The Uncanny Consistency of Covid-19 Age-Based Fatality Data

There’s a deep underlying consistency in Covid-19 age-based fatality data — but you have to do some math to see it

Steve McConnell
Towards Data Science
10 min readJul 24, 2020

--

You are probably aware that Covid-19 is deadlier for older people than for younger people. Reporting of that general pattern has been consistent, but the specifics have varied wildly: for people over 80 years old, South Korea has reported a 7% fatality rate, China 15%, Spain 21%, and Sweden 36%.

How can there be so much difference in fatality rates?

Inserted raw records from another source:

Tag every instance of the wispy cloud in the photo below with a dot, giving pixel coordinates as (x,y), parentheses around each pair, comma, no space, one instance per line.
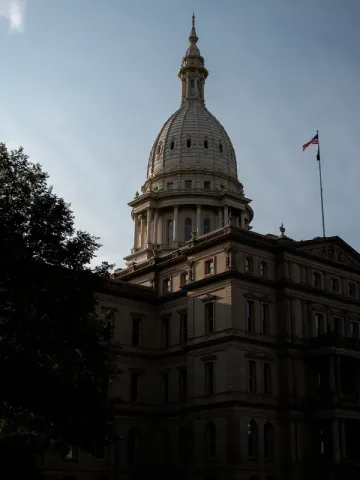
(14,11)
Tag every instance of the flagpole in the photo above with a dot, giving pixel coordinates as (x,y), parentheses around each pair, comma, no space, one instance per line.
(321,189)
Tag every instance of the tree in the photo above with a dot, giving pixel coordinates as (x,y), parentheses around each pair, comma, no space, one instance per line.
(55,355)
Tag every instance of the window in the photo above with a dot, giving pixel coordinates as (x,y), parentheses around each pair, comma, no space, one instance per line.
(134,387)
(166,331)
(210,440)
(136,334)
(263,269)
(188,229)
(183,327)
(351,289)
(206,226)
(170,231)
(71,454)
(184,278)
(253,439)
(133,444)
(267,378)
(209,267)
(209,378)
(166,285)
(252,376)
(209,317)
(354,328)
(334,285)
(268,440)
(183,384)
(338,325)
(319,324)
(265,318)
(166,387)
(248,264)
(184,445)
(316,279)
(250,315)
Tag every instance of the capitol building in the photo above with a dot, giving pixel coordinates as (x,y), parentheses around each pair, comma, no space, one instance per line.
(240,351)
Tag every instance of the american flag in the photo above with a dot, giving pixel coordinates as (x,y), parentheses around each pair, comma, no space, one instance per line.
(313,141)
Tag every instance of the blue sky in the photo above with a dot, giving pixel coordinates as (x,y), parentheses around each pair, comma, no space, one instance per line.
(87,84)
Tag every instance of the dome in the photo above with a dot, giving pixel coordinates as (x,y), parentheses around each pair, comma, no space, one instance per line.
(192,139)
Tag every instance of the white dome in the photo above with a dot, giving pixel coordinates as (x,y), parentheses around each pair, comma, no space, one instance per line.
(192,139)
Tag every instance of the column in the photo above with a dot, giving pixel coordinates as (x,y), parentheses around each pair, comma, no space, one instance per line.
(198,220)
(156,222)
(336,443)
(148,231)
(226,215)
(141,230)
(176,214)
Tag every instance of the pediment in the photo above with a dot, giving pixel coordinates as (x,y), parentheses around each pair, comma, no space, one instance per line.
(334,249)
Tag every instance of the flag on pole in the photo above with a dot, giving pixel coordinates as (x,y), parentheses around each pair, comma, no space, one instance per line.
(313,141)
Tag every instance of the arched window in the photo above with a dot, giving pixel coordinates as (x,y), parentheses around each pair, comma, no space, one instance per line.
(268,440)
(170,231)
(210,440)
(206,226)
(184,445)
(188,229)
(253,439)
(133,444)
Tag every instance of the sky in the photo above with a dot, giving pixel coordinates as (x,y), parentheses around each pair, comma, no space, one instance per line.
(86,85)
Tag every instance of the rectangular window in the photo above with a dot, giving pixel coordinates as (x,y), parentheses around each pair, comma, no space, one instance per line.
(263,269)
(166,331)
(183,384)
(183,327)
(334,285)
(136,333)
(166,285)
(267,378)
(209,317)
(265,318)
(252,376)
(166,387)
(351,289)
(250,316)
(134,387)
(338,325)
(316,279)
(319,324)
(209,267)
(354,327)
(209,378)
(248,264)
(184,278)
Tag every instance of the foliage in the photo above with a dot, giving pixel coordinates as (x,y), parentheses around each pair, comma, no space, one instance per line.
(55,356)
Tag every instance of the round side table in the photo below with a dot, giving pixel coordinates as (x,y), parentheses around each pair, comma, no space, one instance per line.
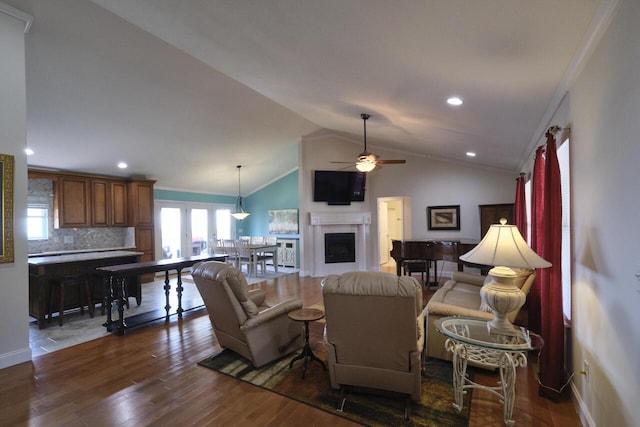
(306,315)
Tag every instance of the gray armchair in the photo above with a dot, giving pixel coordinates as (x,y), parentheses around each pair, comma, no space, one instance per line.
(243,320)
(374,331)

I wanted to understand the real difference in age-based fatality from Covid-19. As I investigated, I found that data from US states and other countries shows a remarkable consistency in the effect of age on fatality. But you have to look at the data the right way to see the consistency.

Photo by Sergiu Vălenaș on Unsplash

The Short Version, for People Who Aren’t Interested in Math

While the absolute fatality rates reported as percentages vary significantly, the ratios of fatality rates from one age band to another are extremely consistent.

Applying the overall infection fatality rate (IFR) I described in a previous article, you end up with the age-based fatality rates shown in this table.

Table A — Age-based infection fatality rates (IFRs) for Covid-19 (95% confidence ranges).

Because the age-related ratios are so consistent, there’s little variability in the fatality rates for each age band, even when you allow for variability in the overall fatality rate (the 0.4%, 0.5%, and 0.6% numbers at the bottom of the table). This allows people to accurately determine their personal risk levels and the risk levels of other people they care about.

The fatality risk to people age 80+ is 100 times as high as to ages 30–39, 200 times as high as to ages 20–29, and 400 times as high as to ages 0–19.

The Long Version — With Lots of Math

To understand age-based fatality, I needed data on both the number of positive tests by age and the number of fatalities by age.

New York has logged the most Covid-19 deaths of any state by a wide margin. To get the most reliable data on age-based fatality rates, I initially wanted to use the state with the largest numbers.

New York publishes the number of fatalities by age, but unfortunately, it does not publish the number of positive tests by age. So I had to look elsewhere.

Small States to the Rescue

I searched for states that had published both the numbers of positive tests and fatalities by age. I reviewed the Covid-19 websites of all 50 states and the District of Columbia — which was a frustrating exercise. Many states publish age data on fatality, but not positive tests. Many publish age data on tests, but not fatality. A couple publish both, but use age bands that are misaligned with the 10-year age bands used by other states and countries (e.g., California uses age bands of 0–4, 5–17, 18–34, 35–49 rather than 0–19, 20–29, 30–39, 40–49).

Ten states publish both positive test data and fatality data by age, with meaningful age bands.

Table 1 summarizes the age-based CFRs (case fatality rates) I calculated for these states. These are crude fatality rates because they are computed by dividing the total number of deaths by the total number of positive tests. The results are approximate — both because positive tests are not a very consistent proxy for infections and because these fatality rates don’t include future deaths that will be associated with the most recent positive tests.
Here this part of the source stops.